Gayam pernah digunakan sebagai penanda peristiwa dalam dunia pertanian. Tertulis di dalam Babad Alit II: Jumênêngipun Cungkup Ing Pasarean Kuthagêdhe anggitan Prawirawinarsa (1921): “Ingkang Sinuhun Karta nanêm gayam wontên ing dhusun Lipura bawah Ngayogya, yèn wit gayam wau ngantos sêkar, punika dados pratôndha manawi para among tani badhe botên kawêdalan tanêmanipun.” Terjemahan bebasnya: Sinuhun Karta (Amangkurat I) menanam bibit pohon gayam di Desa Lipura yang masuk wilayah administratif Yogyakarta.

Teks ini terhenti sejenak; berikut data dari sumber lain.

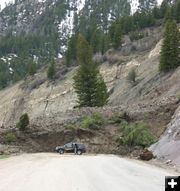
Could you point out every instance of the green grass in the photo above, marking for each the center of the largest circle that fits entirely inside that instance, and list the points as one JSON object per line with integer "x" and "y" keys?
{"x": 135, "y": 134}
{"x": 4, "y": 157}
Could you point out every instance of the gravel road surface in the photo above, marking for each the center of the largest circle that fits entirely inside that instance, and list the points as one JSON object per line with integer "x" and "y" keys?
{"x": 54, "y": 172}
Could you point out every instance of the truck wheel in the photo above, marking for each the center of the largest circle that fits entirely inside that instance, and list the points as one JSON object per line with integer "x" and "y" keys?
{"x": 61, "y": 151}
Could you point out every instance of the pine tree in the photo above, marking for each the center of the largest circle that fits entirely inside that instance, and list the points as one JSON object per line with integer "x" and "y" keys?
{"x": 51, "y": 70}
{"x": 170, "y": 49}
{"x": 146, "y": 5}
{"x": 88, "y": 83}
{"x": 32, "y": 69}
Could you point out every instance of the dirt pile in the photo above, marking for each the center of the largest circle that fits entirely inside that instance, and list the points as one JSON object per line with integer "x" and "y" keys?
{"x": 168, "y": 147}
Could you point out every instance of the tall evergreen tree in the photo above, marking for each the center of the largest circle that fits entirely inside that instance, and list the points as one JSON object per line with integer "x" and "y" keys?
{"x": 170, "y": 49}
{"x": 88, "y": 83}
{"x": 51, "y": 70}
{"x": 32, "y": 69}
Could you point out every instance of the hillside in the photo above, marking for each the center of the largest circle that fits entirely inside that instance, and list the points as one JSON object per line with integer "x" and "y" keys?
{"x": 153, "y": 99}
{"x": 143, "y": 99}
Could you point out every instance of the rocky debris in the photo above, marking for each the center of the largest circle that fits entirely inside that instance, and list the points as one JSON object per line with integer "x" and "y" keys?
{"x": 146, "y": 155}
{"x": 168, "y": 147}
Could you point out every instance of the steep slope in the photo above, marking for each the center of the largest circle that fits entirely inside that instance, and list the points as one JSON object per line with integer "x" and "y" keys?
{"x": 43, "y": 99}
{"x": 168, "y": 147}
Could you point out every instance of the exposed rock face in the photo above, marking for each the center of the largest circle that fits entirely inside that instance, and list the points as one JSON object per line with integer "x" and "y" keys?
{"x": 168, "y": 147}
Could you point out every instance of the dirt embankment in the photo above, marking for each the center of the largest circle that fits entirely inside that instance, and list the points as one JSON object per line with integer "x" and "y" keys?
{"x": 153, "y": 98}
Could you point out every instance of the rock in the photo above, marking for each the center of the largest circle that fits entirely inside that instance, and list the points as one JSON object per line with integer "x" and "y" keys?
{"x": 146, "y": 155}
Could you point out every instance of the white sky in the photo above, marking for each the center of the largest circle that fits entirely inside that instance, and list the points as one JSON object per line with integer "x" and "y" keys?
{"x": 2, "y": 2}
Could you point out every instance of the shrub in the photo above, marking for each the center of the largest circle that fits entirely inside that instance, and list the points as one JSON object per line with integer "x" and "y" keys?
{"x": 9, "y": 138}
{"x": 118, "y": 118}
{"x": 132, "y": 76}
{"x": 93, "y": 122}
{"x": 23, "y": 122}
{"x": 136, "y": 134}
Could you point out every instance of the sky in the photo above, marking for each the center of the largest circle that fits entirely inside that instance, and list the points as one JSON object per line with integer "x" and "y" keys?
{"x": 2, "y": 2}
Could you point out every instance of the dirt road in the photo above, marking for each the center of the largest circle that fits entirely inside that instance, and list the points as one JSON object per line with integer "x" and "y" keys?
{"x": 52, "y": 172}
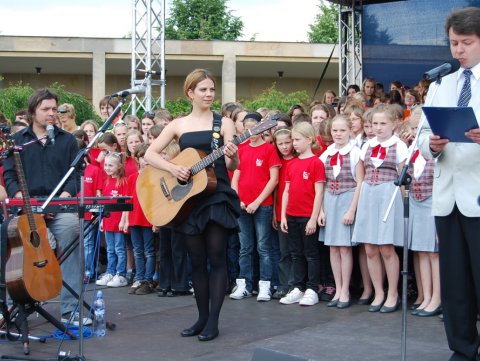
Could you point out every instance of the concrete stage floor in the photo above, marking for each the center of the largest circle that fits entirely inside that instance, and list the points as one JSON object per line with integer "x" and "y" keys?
{"x": 148, "y": 328}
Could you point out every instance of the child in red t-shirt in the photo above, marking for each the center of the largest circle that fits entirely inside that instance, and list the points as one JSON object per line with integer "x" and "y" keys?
{"x": 113, "y": 226}
{"x": 141, "y": 232}
{"x": 301, "y": 204}
{"x": 254, "y": 180}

Pohon gayam yang tumbuh bunganya dijadikan tengara para among tani (petani) bahwa tanaman mereka tidak tumbuSelain dalam Babad Alit II, gayam juga digambarkan di dalam serat Centhini dengan gambaran sebuah desa yang mengalir air jernih memancar karena banyak pohon gayam di desa tersebut. Gayam bukan lah sembarang pohon, keberadaannya tertulis di beberapa manuskrip kuna.
Kisah pohon gayam dekat dengan kegiatan pertanian dan sumber air yang jernih mengalir. Kearifan lokal leluhur masyarakat Jawa telah mengenalkan pada kecerdasan empirik tentang pengelolaan khususnya konservasi air. Dengan kekuatan batin dan keinginan untuk menjalin keseimbangan dengan alam, dibuat lah mitos-mitos “penunggu” pohon gayam untuk menjamin kelangsungan aliran air sungai sehingga bisa dimanfaatkan sebesar-besarnya untuk kepentingan masyarakat.
Diungkapkan oleh Ketua Forum Komunitas Sungai Sleman (FKSS) bahwa perilaku masyarakat yang sulit diubah menyebabkan sungai mudah tercemar. Masyarakat terlanjur menggunakan sungai sebagai sarana melakukan aktifitas apa pun. Menjadi tugas masyarakat Jawa modern untuk mampu menyelesaikan bentuk-bentuk masalah dengan lebih baik.
Sebagaimana konsep “penunggu” pada pohon gayam, pada mulanya mitos itu dikembangkan sesuai dengan alam piker masyarakat Jawa pada zamannya. Setelah melalui penelitian dan kajian, diperoleh hasil bahwa pohon gayam memang jenis pohon yang cocok untuk keperluan konservasi air karena berbagai keunggulannya dalam menyimpan air tanah. Dengan demikian, munculnya mitos-mitos dalam masyarakat Jawa pada umumnya bertujuan untuk menjaga kelangsungan hubungan baik antara manusia dan alam sekitar. Kini, generasi modern untuk bertugas mendesain kearifan lokal yang sesuai dengan perkembangan zaman demi lestarinya alam lingkungan, terutama konservasi air.